A Voice That Has Been Waiting for This Song
Sabina Chantouria has been making music for over a decade. She represented Georgia in the country’s Eurovision national final in 2017 with “Stranger.” She has played The Viper Room in Hollywood, The Bedford in London, Stockholm Folk Festival, and Tbilisi Concert Hall. Her single “Echoes” has been in the British Airways in-flight rotation. She was named Band of the Year at the Caucasus Music Awards in 2024. None of that is hype. It is patient, steady work.
“Can’t Let You Go” is the song where all of that patience finally meets the right vehicle. Her voice, often described as velvet (and not unfairly), moves between calm and intensity without ever forcing the transition. Real feeling in the delivery, real craft underneath. The chorus hits because both are present.
Why We Wanted to Write About This One
Plenty of artists send us songs about heartbreak. Most of them are louder, faster, or more obviously grand than this. “Can’t Let You Go” is none of those things, and that is exactly why it stayed with us. The song lives inside a feeling that does not have a clean name yet: the part of love that lingers after the certainty has gone, the part of loss that still wants to hope. Sabina does not pretend to resolve that. She makes room for it.
If you are new to her work, this is a generous place to start. If you have been following her since “Stranger” or “Echoes,” you will hear years of work compounding in this one.

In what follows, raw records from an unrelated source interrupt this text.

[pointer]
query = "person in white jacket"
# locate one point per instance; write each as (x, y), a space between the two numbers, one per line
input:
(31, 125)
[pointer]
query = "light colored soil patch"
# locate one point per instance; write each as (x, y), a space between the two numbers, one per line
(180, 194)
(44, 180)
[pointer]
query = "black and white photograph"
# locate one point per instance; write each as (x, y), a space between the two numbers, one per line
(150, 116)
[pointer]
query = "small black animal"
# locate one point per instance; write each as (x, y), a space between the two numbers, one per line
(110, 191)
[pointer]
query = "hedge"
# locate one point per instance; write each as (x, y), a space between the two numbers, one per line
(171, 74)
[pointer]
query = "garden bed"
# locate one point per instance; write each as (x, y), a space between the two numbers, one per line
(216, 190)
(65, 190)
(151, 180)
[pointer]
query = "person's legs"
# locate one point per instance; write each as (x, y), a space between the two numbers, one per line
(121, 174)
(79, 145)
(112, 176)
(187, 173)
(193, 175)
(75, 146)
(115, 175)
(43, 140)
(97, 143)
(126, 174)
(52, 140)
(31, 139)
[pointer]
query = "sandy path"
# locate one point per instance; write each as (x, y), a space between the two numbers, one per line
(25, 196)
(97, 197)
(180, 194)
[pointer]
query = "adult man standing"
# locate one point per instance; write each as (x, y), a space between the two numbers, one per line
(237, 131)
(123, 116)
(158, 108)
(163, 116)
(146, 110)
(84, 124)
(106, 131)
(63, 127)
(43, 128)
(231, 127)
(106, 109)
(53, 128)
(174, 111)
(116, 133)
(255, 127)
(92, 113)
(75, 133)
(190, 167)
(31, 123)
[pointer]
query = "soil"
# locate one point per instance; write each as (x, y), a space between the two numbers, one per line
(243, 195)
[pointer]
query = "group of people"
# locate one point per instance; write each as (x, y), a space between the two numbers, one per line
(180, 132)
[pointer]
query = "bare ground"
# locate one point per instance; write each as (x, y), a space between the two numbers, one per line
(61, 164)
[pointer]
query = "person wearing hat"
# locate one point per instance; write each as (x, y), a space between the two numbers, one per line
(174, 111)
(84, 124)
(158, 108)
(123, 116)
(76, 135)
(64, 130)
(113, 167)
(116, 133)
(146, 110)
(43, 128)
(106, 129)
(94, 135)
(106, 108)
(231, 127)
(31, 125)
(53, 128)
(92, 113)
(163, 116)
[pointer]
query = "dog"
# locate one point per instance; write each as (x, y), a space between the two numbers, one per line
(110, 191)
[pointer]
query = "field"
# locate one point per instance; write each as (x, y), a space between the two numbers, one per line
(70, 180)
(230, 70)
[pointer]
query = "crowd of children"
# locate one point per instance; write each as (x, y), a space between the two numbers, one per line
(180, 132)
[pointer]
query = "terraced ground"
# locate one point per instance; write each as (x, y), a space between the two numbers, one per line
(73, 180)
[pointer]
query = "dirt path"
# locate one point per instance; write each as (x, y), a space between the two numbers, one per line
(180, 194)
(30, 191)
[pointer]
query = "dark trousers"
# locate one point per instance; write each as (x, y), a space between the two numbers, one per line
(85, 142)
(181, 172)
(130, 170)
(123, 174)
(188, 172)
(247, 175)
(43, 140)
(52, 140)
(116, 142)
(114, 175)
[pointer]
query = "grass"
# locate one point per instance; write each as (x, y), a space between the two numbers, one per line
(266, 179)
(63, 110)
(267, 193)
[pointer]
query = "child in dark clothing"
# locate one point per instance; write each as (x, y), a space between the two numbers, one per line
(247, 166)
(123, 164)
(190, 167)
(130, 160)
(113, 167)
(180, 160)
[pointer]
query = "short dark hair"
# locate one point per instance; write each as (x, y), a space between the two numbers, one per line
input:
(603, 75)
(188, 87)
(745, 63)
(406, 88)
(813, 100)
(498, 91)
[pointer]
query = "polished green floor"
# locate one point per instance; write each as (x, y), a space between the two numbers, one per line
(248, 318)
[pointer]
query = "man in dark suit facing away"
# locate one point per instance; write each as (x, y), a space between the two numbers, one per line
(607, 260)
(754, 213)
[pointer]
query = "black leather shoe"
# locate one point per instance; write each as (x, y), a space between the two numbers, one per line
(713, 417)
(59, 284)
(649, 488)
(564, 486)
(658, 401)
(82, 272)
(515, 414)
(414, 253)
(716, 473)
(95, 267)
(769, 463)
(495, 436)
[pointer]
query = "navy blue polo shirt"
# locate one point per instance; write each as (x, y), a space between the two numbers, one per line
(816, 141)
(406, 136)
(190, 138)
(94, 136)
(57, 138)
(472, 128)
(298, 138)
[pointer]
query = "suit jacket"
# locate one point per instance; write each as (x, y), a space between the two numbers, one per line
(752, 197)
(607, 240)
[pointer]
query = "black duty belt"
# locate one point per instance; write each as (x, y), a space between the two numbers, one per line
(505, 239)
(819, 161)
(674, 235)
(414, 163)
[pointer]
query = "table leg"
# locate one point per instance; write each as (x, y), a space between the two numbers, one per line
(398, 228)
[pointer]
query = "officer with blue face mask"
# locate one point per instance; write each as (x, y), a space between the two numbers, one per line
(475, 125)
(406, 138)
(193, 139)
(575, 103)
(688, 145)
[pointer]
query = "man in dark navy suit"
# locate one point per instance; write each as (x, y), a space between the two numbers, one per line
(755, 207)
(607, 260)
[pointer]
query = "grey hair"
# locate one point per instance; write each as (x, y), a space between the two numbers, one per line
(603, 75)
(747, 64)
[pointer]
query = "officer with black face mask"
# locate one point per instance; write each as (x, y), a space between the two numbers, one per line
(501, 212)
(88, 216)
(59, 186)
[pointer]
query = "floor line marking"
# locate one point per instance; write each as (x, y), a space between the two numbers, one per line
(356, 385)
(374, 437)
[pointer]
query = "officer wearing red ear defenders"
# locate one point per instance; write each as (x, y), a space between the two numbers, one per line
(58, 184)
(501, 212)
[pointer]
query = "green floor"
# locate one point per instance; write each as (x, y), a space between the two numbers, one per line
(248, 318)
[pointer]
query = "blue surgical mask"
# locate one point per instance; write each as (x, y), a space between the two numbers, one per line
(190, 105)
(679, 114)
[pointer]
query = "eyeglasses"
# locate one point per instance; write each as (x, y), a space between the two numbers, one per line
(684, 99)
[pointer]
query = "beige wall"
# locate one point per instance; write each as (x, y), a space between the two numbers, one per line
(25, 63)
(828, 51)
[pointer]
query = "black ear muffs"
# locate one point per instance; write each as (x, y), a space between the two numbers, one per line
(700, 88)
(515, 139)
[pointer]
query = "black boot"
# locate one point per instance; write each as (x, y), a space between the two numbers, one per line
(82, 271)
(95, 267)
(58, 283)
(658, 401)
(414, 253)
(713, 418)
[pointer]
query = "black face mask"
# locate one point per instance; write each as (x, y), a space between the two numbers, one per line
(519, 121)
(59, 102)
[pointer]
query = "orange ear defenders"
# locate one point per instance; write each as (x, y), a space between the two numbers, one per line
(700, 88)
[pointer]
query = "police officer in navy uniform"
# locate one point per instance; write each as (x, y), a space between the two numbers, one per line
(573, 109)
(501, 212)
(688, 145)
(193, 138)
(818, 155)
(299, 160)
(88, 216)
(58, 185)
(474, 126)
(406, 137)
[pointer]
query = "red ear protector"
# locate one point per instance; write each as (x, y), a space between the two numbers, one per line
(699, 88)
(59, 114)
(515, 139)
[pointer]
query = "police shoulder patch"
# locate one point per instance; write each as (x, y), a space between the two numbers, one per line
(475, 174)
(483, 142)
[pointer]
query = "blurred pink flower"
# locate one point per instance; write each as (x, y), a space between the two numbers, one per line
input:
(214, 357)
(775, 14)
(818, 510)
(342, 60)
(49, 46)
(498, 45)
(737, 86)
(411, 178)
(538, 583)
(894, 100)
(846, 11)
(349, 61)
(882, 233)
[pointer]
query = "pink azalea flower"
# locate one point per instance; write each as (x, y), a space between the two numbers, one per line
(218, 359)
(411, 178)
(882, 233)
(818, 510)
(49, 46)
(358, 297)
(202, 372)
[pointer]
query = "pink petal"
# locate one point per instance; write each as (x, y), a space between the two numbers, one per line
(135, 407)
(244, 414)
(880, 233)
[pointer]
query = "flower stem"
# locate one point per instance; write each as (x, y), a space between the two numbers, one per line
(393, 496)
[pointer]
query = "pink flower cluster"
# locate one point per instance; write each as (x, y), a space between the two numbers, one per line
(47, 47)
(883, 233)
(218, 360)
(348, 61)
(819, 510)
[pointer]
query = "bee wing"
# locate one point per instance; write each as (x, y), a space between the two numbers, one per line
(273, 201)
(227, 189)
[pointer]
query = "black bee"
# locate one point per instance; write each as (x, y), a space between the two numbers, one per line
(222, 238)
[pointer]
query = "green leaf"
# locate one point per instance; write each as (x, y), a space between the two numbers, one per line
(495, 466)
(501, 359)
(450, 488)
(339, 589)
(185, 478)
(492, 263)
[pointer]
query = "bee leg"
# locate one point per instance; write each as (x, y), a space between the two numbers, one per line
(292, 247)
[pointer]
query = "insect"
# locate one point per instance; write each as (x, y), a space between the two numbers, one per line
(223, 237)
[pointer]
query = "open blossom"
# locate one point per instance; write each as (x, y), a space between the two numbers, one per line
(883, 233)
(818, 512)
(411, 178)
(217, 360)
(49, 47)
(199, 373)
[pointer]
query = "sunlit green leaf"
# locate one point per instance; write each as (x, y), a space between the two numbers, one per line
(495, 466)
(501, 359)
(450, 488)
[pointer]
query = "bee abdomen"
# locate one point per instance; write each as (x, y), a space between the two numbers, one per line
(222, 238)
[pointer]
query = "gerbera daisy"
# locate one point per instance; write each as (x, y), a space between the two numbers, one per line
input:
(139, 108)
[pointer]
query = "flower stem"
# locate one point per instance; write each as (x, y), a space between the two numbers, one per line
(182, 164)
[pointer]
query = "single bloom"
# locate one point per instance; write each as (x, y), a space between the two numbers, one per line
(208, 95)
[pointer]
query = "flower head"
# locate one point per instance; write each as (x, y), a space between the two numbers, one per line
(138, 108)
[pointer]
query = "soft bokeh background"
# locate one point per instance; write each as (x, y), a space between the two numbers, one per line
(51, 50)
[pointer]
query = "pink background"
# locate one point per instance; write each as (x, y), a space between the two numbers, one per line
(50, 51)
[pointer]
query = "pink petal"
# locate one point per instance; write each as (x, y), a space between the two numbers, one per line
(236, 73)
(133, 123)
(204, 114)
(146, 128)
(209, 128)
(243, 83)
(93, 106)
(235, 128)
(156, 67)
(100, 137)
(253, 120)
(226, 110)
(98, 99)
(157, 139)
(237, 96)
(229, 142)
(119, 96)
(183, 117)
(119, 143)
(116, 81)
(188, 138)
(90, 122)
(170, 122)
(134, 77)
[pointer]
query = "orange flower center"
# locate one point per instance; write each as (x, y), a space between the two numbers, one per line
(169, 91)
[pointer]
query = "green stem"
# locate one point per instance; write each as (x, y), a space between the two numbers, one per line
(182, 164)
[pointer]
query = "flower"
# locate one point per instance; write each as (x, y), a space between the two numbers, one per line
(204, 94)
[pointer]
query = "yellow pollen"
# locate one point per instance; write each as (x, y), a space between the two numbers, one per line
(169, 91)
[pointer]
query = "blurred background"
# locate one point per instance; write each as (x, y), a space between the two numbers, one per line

Either way: give it a few minutes of real attention, with nothing else competing for the room. It rewards that. We will be paying attention to whatever comes next.
What Stayed With Us
- The verses hold back. The chorus opens up. Nothing about the build feels engineered.
- Co-written with Georgian composer Alterwill (Giorgi Kochoradze) and produced by George Gvarjaladze (Katie Melua) at Leno Records. The scale is cinematic, but the song stays close to her voice.
- Years of steady work, a Eurovision national-final entry, and Caucasus Music Awards Band of the Year 2024. This is the song where all of that finally meets the right vehicle.
From the editor
Put this on with the lights low and let the chorus do its work. The song rewards stillness, not skipping.